For a good while now, Harris’s job-approval numbers have been converging with Biden’s after trailing them initially. These indicate dismal popularity among voters generally, but not in a way that makes her an unacceptable replacement candidate should she be pressed into service in an emergency. As of now, her job-approval ratio in the FiveThirtyEight averages is 37.1 percent approve to 51.2 percent disapprove. Biden’s is 37.4 percent approve to 56.8 percent disapprove. In the favorability ratios tracked by RealClearPolitics, Harris is at 38.3 favorable to 54.6 percent unfavorable, while Biden is at 39.4 percent favorable to 56.9 percent unfavorable. There’s just not a great deal of difference other than slightly lower disapproval/unfavorable numbers for the veep.
On the crucial measurement of viability as a general-election candidate against Trump, there wasn’t much credible polling prior to the post-debate crisis. An Emerson survey in February 2024 showed Harris trailing Trump by 3 percent (43 percent to 46 percent), which was a better showing than Gavin Newsom (down ten points, 36 percent to 46 percent) or Gretchen Whitmer (down 12 points, 33 percent to 45 percent).
After the debate, though, there was a sudden cascade of polling matching Democratic alternatives against Trump, and while Harris’s strength varied, she consistently did as well as or better than the fantasy alternatives. The first cookie on the plate was a one-day June 28 survey from Data for Progress, which showed virtually indistinguishable polling against Trump by Biden, Harris, Cory Booker, Pete Buttigieg, Amy Klobuchar, Gavin Newsom, J.B. Pritzker, Josh Shapiro, and Gretchen Whitmer. All of them trailed Trump by 2 to 3 percent among likely voters.
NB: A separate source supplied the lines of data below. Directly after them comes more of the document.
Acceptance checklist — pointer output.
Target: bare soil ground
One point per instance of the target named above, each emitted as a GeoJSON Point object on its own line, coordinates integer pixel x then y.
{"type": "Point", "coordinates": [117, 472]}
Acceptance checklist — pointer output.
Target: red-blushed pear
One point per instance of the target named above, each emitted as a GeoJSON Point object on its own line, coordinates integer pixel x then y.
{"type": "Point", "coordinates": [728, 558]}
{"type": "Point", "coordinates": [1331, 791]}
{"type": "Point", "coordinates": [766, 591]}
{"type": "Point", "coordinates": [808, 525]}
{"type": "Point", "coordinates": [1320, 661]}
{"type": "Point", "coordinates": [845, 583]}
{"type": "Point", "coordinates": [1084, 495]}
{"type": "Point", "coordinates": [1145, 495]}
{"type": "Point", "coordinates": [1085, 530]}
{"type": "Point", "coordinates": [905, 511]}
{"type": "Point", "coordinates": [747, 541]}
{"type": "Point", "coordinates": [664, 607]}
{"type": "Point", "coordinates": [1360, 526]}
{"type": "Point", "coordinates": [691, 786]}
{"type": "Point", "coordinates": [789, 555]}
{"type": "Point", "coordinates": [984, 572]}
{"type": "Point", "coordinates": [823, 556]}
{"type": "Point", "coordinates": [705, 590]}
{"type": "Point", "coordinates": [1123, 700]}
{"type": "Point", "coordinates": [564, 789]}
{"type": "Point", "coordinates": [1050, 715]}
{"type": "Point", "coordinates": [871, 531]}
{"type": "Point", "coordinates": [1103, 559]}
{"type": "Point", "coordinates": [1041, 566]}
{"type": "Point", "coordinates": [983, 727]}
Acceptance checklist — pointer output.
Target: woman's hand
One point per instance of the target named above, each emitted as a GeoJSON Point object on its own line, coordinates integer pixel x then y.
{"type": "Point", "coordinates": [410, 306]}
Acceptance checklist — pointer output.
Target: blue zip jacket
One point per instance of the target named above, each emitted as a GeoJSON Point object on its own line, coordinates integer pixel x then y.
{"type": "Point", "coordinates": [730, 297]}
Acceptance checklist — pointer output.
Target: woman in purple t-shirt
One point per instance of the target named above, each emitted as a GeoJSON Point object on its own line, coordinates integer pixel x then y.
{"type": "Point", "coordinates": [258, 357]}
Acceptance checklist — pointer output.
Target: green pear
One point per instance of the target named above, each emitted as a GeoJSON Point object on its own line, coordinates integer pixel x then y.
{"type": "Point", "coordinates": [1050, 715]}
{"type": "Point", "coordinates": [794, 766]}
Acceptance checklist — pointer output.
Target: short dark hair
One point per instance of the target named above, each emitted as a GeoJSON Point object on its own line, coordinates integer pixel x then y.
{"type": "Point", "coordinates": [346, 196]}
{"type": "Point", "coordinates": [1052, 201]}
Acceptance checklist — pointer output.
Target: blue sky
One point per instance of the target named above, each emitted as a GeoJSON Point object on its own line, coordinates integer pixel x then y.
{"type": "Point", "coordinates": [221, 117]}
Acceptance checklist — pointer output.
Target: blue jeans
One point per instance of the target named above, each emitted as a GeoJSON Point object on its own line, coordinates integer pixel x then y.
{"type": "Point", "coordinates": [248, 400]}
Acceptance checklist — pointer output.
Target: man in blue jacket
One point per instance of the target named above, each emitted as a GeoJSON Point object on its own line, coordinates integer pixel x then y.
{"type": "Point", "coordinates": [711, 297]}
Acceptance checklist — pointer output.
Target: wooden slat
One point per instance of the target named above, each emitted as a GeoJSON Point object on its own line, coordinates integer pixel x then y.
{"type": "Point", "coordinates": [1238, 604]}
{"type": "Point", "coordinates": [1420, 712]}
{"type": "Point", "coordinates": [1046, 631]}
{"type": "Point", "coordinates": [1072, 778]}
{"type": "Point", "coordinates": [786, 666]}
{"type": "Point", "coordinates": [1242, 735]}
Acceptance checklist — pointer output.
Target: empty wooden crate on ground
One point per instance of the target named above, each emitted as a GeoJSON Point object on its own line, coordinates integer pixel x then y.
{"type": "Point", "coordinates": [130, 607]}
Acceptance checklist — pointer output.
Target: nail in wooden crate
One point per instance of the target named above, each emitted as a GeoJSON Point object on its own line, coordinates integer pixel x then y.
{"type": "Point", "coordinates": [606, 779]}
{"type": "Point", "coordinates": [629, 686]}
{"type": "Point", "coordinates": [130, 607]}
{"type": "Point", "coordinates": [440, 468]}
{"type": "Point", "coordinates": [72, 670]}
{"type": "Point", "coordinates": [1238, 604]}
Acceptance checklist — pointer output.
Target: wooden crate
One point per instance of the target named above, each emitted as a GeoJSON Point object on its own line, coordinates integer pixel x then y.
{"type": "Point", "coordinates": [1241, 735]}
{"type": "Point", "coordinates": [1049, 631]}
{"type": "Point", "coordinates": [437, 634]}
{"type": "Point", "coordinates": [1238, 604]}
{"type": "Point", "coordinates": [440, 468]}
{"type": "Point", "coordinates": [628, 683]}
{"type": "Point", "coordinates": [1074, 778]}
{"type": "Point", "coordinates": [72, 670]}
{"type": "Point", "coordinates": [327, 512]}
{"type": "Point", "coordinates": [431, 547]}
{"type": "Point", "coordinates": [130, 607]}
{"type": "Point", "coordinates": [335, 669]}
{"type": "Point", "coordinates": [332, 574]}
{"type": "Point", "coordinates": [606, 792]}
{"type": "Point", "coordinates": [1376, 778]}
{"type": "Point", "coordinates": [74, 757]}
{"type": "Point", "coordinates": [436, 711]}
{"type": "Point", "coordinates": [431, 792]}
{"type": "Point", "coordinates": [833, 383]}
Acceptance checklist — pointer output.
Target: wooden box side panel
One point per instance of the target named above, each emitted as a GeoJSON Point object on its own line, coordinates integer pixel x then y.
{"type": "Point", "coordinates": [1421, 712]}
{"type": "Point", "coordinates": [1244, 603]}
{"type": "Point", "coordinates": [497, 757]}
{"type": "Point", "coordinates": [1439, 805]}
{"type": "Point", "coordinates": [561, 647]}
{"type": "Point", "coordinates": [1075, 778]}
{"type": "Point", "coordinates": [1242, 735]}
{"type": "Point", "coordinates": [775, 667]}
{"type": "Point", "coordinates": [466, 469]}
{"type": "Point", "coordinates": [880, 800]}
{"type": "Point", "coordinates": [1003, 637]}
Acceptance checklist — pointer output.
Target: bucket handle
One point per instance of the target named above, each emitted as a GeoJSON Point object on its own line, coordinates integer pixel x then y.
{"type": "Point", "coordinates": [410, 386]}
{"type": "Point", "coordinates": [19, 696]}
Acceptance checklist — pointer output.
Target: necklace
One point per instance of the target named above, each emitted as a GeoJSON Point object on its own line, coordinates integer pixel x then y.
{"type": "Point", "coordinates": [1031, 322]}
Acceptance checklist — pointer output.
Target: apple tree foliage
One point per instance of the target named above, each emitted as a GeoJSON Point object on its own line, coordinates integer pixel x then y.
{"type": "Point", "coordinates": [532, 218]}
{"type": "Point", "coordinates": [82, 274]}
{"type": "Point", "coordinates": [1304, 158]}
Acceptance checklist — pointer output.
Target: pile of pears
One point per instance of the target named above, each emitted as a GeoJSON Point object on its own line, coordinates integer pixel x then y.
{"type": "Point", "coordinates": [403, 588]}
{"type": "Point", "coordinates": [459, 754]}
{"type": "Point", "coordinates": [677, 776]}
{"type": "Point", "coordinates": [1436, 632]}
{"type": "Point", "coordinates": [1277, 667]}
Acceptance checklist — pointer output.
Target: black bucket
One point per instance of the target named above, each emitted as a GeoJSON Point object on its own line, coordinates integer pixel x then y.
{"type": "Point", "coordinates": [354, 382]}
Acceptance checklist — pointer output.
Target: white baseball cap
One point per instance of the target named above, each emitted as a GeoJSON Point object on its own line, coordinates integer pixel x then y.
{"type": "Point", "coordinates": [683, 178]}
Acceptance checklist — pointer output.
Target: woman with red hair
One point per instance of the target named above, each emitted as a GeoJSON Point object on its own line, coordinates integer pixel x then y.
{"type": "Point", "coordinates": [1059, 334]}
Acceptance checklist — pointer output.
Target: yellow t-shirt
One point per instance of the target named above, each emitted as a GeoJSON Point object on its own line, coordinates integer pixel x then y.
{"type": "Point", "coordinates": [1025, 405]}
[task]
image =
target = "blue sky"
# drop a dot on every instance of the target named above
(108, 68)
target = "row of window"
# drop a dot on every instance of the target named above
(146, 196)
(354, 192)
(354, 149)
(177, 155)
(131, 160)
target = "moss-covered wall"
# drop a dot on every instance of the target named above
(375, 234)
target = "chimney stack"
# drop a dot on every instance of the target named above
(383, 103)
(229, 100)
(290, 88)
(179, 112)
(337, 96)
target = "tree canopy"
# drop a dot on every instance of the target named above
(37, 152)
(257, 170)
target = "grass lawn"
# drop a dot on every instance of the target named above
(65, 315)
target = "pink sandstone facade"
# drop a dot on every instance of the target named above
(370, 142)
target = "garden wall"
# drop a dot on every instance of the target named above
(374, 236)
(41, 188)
Then two national polls released on July 2 showed Harris doing better than other feasible Biden alternatives. Reuters/Ipsos (which showed Biden and Trump tied) had Harris within a point of Trump, while Newsom trailed by three points, Andy Beshear by four, Whitmer by five, and Pritzker by six points. Similarly, CNN showed Harris trailing Trump by just two points; Pete Buttigieg trailing by four points; and Gavin Newsom and Gretchen Whitmer trailing him by five points.
Emerson came back with a new poll on July 9 that wasn’t as sunny as some for Democrats generally (every tested name trailed Trump, with Biden down by three points). But again, Harris (down by six points) did better than Newsom (down eight points); Buttigieg and Whitmer (down ten points); and Shapiro (down 12 points).
There’s been some talk that Harris might help Democrats with base constituencies that are sour about Biden. There’s not much publicly available evidence testing that hypothesis, though the crosstabs in the latest CNN poll do show Harris doing modestly better than Biden among people of color, voters under the age of 35, and women.
The bottom line is that one element of the “Kamala Harris conundrum” needs to be reconsidered. There should be no real drop-off in support if Biden (against current expectations) steps aside in favor of his vice-president (the only really feasible “replacement” scenario at this point). She probably has a higher ceiling of support than Biden as well, but in any event, she would have a fresh opportunity to make a strong first or second impression on many Americans who otherwise know little about her.